Début décembre, j’ai appris que Paul Auster venait à Paris pour la promotion de son nouveau roman, 4 3 2 1, après un silence de sept ans. J’ai d’abord vu un « événement » sur Facebook à la librairie Mille Pages de Vincennes mais c’était un jour où je n’étais pas disponible. Mais miracle, quelques jours plus tard, j’apprends que le théâtre du Rond-Point organise une interview de l’auteur menée par François Busnel, qui connaît bien son oeuvre. Rencontre payante mais bon, c’était ça où rien et je me disais que ça allait être plutôt « chaud » en librairie pour écouter l’écrivain, sans réservation, compte tenu des foules qu’il déplace au regard de sa notoriété. Un autre événement était organisé dans une FNAC parisienne mais sur invitation (ce qui veut tout dire). Les rencontres en librairie se sont vite avérées de simples dédicaces : intérêt moindre en ce qui me concerne car j’aime toujours écouter un auteur parler de son nouveau roman. Donc voilà, je réserve deux places au théâtre du Rond Point et hier on fonce, impatients comme des enfants. On se programme une heure d’avance pour être bien placés et c’était bien vu !

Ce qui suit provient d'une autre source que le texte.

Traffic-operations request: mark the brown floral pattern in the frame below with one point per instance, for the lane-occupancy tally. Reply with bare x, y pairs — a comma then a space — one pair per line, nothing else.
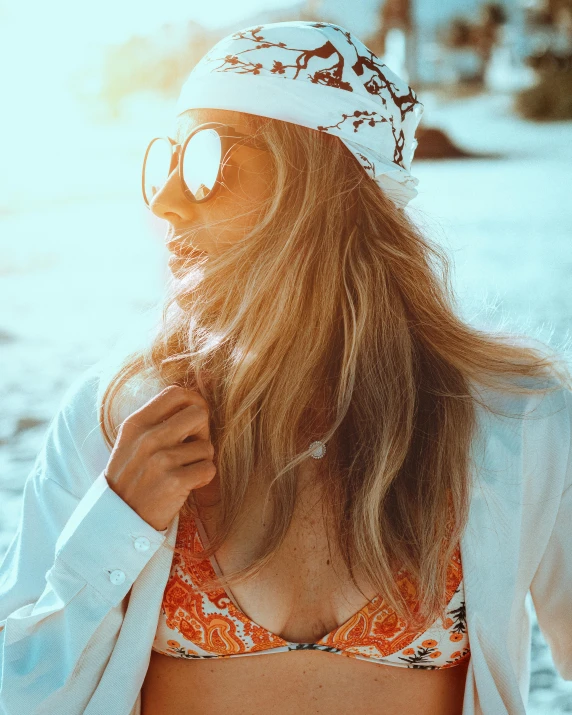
334, 58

Paul Auster, je n’en n’avais jamais entendu parler jusqu’à mes études de lettres à la fin des années 90. Je ne peux que remercier un enseignant de littérature générale et comparée d’avoir eu l’idée de nous faire lire, ce qu’on appelle aujourd’hui « La trilogie new-yorkaise », en particulier, La Cité de verre qui m’avait alors emballée. C’était il y a longtemps maintenant, mais ce livre et cet auteur ont effacé tout le reste du programme du module dans mon souvenir. Je me rappelle que le prof nous avait alors enjoint de connaître Paul Auster cinéaste, avec Smoke. Que je n’ai toujours pas vu. J’ai lu, avant la création du blog, quelques autres romans : L’invention de la solitude et Brooklyn Follies. Autant dire presque rien, mais le peu m’a convaincue depuis longtemps. Mais vous savez comment c’est quand on lit beaucoup…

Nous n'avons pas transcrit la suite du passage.